Bumper-Sticker Theology

I dislike using slogans, catchphrases, and denominational terminology as doctrinal statements.

Why? Because they lend themselves to partisan debate through loaded definitions and smuggled meanings. Catchy phrases have their place—I use them often to drive home a point or draw a distinction. I just try not to let them function as the definitions or ultimatums of doctrine, because they do more harm than good when used that way.

To be clear about scope: this isn't an essay about any one slogan. It's about what happens when a slogan becomes the doctrine's definition—when a signpost gets treated like the map.

Take a common catchphrase as an example:
"We are saved by faith alone."

As shorthand, it can be useful—especially when someone is insisting they can earn salvation by piling up good works. But as a standalone doctrinal definition, it's vulnerable: people hear the same words and import different meanings, and then they argue past each other instead of returning to the text. That’s also how slogans can harden into pet doctrines: they get protected from context and correction.

Quick Clarification

I'm not arguing that salvation is earned, or that works contribute to justification. I'm arguing for precision and textual accountability, because shorthand is where people start smuggling in assumptions.

That vulnerability is the point. In Scripture, key truths come with a particular grammar and structure that slogans tend to flatten.

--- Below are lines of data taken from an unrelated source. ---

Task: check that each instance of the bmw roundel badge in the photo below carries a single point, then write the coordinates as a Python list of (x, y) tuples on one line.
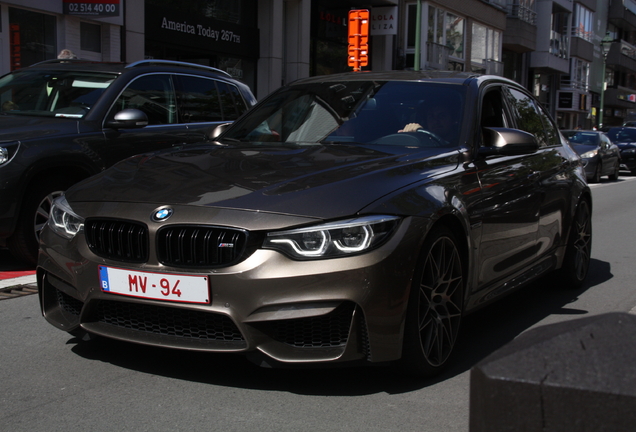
[(162, 214)]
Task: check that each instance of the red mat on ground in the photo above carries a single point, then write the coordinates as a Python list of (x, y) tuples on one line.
[(11, 275)]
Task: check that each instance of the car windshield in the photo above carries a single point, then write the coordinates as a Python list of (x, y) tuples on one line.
[(52, 93), (364, 112), (621, 135), (587, 138)]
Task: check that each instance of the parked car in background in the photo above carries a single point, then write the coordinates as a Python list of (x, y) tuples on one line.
[(345, 218), (625, 139), (65, 120), (600, 156)]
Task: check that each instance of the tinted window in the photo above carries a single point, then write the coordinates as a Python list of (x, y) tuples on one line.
[(587, 138), (52, 93), (622, 135), (198, 99), (231, 100), (358, 111), (528, 116), (151, 94)]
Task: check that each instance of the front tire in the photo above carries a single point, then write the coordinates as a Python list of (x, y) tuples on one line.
[(435, 306), (576, 262)]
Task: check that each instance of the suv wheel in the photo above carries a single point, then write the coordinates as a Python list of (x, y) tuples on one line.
[(24, 242)]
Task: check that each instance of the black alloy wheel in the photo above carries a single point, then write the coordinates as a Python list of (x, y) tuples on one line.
[(576, 262), (435, 306)]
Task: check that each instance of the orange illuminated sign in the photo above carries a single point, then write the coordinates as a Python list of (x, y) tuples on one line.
[(358, 38)]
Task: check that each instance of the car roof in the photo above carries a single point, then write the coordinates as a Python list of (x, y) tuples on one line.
[(450, 77), (118, 67)]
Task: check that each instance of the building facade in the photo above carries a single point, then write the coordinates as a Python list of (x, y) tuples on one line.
[(552, 47)]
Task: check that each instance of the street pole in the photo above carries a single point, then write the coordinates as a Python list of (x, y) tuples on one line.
[(606, 44), (418, 35), (600, 111)]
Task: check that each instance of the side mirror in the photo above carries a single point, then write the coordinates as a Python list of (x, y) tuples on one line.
[(217, 130), (128, 118), (508, 142)]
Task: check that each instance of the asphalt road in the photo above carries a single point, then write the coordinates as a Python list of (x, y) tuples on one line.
[(52, 382)]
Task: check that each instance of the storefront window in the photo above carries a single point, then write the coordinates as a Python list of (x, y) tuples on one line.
[(90, 37), (32, 37)]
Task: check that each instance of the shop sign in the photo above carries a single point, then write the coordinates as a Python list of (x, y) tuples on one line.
[(565, 100), (384, 21), (221, 36), (93, 8)]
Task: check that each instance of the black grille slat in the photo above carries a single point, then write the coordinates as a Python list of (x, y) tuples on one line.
[(199, 246), (167, 321), (117, 239)]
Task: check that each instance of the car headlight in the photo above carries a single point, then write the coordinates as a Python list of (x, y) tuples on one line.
[(333, 239), (63, 220), (590, 154), (7, 150)]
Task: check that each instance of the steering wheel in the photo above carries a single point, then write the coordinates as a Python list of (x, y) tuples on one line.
[(419, 138)]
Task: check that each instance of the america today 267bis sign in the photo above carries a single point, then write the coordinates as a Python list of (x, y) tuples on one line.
[(93, 8)]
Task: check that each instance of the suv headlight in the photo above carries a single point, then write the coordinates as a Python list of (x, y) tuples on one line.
[(333, 239), (63, 220), (7, 150)]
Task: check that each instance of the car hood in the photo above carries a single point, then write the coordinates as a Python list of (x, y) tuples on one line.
[(626, 145), (24, 128), (583, 148), (317, 181)]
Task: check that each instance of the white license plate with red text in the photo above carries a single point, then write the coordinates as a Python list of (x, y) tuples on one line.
[(157, 286)]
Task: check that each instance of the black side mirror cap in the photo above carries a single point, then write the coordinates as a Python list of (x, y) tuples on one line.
[(129, 118), (508, 142), (217, 130)]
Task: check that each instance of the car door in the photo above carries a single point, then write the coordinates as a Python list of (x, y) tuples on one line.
[(154, 95), (553, 165), (508, 203)]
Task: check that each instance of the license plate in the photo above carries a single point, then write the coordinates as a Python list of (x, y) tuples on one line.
[(157, 286)]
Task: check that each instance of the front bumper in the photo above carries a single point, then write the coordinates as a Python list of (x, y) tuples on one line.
[(267, 306)]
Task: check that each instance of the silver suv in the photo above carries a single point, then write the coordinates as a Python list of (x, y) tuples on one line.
[(65, 120)]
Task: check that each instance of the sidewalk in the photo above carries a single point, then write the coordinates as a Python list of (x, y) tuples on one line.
[(14, 273)]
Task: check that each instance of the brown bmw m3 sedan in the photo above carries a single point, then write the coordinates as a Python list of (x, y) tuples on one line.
[(345, 218)]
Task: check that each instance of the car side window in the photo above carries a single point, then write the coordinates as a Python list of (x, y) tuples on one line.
[(198, 99), (531, 118), (232, 103), (151, 94)]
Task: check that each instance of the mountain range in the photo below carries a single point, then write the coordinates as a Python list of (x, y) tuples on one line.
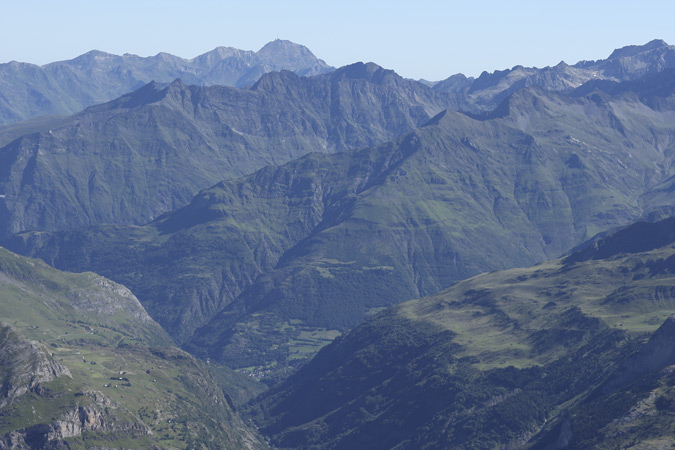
[(82, 365), (67, 87), (263, 270), (473, 263), (576, 353), (150, 151)]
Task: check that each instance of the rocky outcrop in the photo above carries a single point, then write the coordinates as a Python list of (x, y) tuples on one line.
[(658, 353), (23, 365), (93, 417)]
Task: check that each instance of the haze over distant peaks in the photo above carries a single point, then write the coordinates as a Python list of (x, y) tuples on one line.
[(625, 64), (66, 87)]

Paul doesn't just stack nouns; he makes careful claims with careful boundaries—saved by grace through faith—not of yourselves, not of works. When we collapse that structure into a bumper-sticker sentence and then treat the slogan as the doctrine, we invite confusion and overcorrection: some hear "Christ alone, not my merit," while others hear "mere assent is enough," and now we're shadowboxing over a phrase instead of submitting to Scripture's own words.

This isn't pedantry for pedantry's sake. It's a refusal to let a slogan reduce the full counsel of Scripture. Slogans can point in the right direction, but they can't bear doctrinal weight—and they shouldn't be asked to do the work of exegesis.

Once a phrase becomes the definition of the doctrine, two things tend to happen:

  1. We start arguing over our private meanings instead of the text.
    One person uses the slogan as faithful shorthand. Another uses the same words as a loophole. Same sentence, different doctrine.

  2. We accidentally erase the Bible's own grammar.
    Scripture often gives us both the claim and its guardrails. When we reduce that structure to a slogan, we keep the punchline and lose the boundaries that keep it true.

So I'm not trying to win a semantic knife-fight. I'm trying to protect clarity, protect assurance, and protect the actual shape of the apostolic message—so our confessions don't get smaller than Scripture, and so our debates don't get louder than truth.

In other words: slogans are fine as signposts. They're terrible as substitutes for the map.